Артисты труппы

Артисты, занятые в спектаклях МХТ

Контрольный выстрел

Мария Седых, Итоги, 3.03.2008
Конечно, выбор Виктором Рыжаковым для постановки повести Бориса Лавренева «Сорок первый» не может не удивить. Пожалуй, даже озадачивает. Он, видно, вопросы предвидел и поместил в программке обращение к публике: «Еще раз про любовь», Или как услышать время". Время имеется в виду наше, сегодняшнее, а не то, когда происходит действие, — Гражданская война. По уверению Рыжакова, тот «великий реалистический театр, в котором так убедительно играли „про любовь“, вызывая духовное сопереживание, сострадание всего зрительного зала, уже умер». Мол, любовь есть, а театра для нее нет. Добавив к лавреневскому названию мартыновское Opus Posth. (посмертное сочинение), режиссер заверяет, что отправляет нас в пространство нового времени, «другого театра», а может, и всего жизнеустройства. «Ну вот! Мы начинаем!» — провозглашает он. Что может быть коварнее традиционных восклицательных знаков в конце манифеста? Только сам манифест.

Нет, словами постановщик известных пьес Ивана Вырыпаева — «Кислород», «Бытие N 2», «Июль» — лично мне ничего не прояснил, боюсь, и публику только запутал. Зато сам спектакль, порой излишне надрывный, в иные минуты увлекал свежестью прочтения, гибкими поворотами любовной темы. К тому же отвечал на мои собственные «почему», вполне возможно, Рыжакова вовсе и не интересовавшие. 

Главное «потому» заключается в датах: 1924, 1927 и 1956 — годы написания и осуществления двух знаменитых киноверсий Протазановым и Чухраем. Это даты двух советских «оттепелей» (нэп, собственно, первой и был).

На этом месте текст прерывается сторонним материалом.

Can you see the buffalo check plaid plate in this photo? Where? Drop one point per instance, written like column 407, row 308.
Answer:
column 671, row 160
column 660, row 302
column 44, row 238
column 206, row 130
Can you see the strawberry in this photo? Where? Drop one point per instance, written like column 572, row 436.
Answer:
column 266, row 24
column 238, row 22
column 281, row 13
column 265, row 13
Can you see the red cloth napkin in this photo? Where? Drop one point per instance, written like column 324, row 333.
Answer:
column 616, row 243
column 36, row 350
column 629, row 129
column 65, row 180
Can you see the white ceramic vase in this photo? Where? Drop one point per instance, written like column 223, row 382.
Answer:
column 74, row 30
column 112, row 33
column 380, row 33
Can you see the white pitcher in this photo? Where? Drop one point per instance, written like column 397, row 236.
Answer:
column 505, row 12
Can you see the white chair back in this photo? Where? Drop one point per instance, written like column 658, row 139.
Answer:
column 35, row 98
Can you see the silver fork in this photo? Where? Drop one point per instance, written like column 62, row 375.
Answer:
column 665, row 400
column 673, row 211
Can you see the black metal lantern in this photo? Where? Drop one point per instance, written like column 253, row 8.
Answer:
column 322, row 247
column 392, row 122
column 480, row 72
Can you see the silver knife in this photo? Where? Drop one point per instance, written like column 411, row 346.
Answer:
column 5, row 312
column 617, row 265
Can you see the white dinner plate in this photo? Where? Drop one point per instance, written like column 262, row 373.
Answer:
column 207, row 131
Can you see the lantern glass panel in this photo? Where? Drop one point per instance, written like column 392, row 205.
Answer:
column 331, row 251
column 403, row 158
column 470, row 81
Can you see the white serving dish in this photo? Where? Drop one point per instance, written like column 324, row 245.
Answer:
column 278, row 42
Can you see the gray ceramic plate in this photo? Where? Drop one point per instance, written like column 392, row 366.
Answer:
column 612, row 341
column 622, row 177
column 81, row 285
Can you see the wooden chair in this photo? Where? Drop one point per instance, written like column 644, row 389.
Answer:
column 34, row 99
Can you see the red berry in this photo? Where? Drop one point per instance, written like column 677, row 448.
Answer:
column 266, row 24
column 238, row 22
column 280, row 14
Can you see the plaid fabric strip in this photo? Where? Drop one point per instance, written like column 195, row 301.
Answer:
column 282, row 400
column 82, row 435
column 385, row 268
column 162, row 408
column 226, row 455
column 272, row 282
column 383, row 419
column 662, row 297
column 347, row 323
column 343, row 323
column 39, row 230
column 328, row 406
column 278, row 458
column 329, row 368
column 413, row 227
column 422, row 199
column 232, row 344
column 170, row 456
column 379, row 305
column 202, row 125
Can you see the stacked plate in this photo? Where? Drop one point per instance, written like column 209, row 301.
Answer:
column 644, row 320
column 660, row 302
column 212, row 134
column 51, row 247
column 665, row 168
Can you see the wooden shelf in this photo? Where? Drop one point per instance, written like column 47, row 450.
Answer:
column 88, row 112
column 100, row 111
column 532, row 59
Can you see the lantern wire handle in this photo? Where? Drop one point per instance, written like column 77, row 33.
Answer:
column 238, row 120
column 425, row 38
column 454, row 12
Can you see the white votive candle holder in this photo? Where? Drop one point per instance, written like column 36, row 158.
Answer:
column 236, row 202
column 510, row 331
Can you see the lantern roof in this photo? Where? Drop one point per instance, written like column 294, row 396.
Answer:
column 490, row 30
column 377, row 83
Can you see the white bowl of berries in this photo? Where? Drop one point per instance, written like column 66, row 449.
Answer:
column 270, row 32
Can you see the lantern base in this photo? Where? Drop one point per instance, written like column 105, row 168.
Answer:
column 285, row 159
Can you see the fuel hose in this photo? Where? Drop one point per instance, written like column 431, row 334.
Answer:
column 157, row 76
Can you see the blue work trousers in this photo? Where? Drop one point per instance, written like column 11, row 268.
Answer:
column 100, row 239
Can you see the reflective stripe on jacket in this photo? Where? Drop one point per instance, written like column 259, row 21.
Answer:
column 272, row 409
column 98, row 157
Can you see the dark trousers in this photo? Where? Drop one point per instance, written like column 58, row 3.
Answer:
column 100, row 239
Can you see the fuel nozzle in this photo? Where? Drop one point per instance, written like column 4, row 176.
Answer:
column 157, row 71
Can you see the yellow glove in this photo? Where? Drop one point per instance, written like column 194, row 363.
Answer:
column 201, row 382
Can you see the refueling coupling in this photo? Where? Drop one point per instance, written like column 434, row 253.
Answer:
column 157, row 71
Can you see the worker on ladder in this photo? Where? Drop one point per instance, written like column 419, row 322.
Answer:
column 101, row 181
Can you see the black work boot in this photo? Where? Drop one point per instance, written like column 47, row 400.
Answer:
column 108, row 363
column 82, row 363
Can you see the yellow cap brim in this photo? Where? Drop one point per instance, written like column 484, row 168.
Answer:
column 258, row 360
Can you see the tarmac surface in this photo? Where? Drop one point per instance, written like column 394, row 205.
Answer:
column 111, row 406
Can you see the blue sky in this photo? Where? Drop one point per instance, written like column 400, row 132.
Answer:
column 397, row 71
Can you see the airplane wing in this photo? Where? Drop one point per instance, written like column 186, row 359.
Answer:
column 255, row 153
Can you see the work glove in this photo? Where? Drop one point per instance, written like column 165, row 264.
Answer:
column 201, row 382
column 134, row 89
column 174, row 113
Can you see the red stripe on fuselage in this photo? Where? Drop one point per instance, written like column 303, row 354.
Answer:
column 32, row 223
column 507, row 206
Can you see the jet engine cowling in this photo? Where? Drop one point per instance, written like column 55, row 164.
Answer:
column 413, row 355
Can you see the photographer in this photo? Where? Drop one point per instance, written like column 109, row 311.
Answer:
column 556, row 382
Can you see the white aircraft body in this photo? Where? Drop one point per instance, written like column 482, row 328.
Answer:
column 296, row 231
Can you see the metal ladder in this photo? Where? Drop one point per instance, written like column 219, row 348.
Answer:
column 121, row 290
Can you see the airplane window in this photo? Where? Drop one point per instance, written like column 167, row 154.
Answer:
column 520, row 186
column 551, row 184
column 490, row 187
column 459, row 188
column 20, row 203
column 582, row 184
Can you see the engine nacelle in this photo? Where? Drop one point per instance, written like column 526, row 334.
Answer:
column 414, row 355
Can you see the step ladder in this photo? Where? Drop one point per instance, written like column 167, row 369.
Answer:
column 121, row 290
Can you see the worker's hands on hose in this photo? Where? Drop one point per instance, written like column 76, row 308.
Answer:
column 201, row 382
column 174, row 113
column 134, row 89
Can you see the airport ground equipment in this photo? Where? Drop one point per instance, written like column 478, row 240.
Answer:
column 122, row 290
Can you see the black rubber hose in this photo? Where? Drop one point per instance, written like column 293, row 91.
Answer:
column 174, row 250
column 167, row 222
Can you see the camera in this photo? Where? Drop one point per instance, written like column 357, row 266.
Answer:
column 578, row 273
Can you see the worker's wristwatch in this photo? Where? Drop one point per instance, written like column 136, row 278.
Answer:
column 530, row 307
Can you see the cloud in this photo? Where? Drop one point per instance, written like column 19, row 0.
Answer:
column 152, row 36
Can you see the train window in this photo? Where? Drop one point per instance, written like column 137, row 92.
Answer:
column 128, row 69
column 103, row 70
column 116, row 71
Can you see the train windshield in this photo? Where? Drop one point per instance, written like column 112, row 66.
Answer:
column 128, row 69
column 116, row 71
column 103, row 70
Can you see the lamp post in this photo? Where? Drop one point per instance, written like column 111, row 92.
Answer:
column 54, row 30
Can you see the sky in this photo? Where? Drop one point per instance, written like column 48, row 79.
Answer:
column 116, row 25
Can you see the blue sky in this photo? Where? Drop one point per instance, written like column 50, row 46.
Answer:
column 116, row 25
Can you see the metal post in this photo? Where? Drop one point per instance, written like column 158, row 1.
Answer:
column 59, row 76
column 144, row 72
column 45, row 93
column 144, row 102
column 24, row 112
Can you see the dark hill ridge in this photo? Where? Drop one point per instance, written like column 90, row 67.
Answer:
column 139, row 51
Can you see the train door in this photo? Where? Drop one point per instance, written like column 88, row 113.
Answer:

История красногвардейки Марютки и белогвардейца Говорухи-Отрока своей человечностью противостояла идеологическим догмам, сближая скромную повесть Лавренева, ну, например, с «Днями Турбиных». На первый взгляд трудно признать в нем будущего автора «Разлома», а на второй — легко найти параллели с аналогичными писательскими судьбами. Расплата последовала одна на всех — потеря таланта.

Если представить себе студента юридического факультета Московского университета, воевавшего в рядах царской армии, дебютировавшего в альманахе символистов и перешедшего на сторону красных, то можно предположить, что автобиографические черты есть в обоих героях повести. А значит, сорок первой жертвой снайперши Марютки стал он сам, в каком-то смысле совершив самоубийство. Мне кажется, этот мотив звучит в финале у актеров Яны Сексте и Максима Матвеева.

Но гораздо ярче звучит мотив первой для обоих любви. И вовсе не той, что сводит мужчину и женщину на необитаемом острове, инстинктивно бросая в объятия друг друга. Водоворот истории не только разлучает, но и сводит тех, кто при других обстоятельствах никогда бы не узнал друг друга. В этом взаимном «удивлении» голых людей на голом острове, в мгновенном открытии каждым самого себя действительно есть упоительно пронзительное чувство свободы. Яна Сексте передает его с неудержимым отчаянием и отвагой. Поверим, что именно так театр слышит наше время.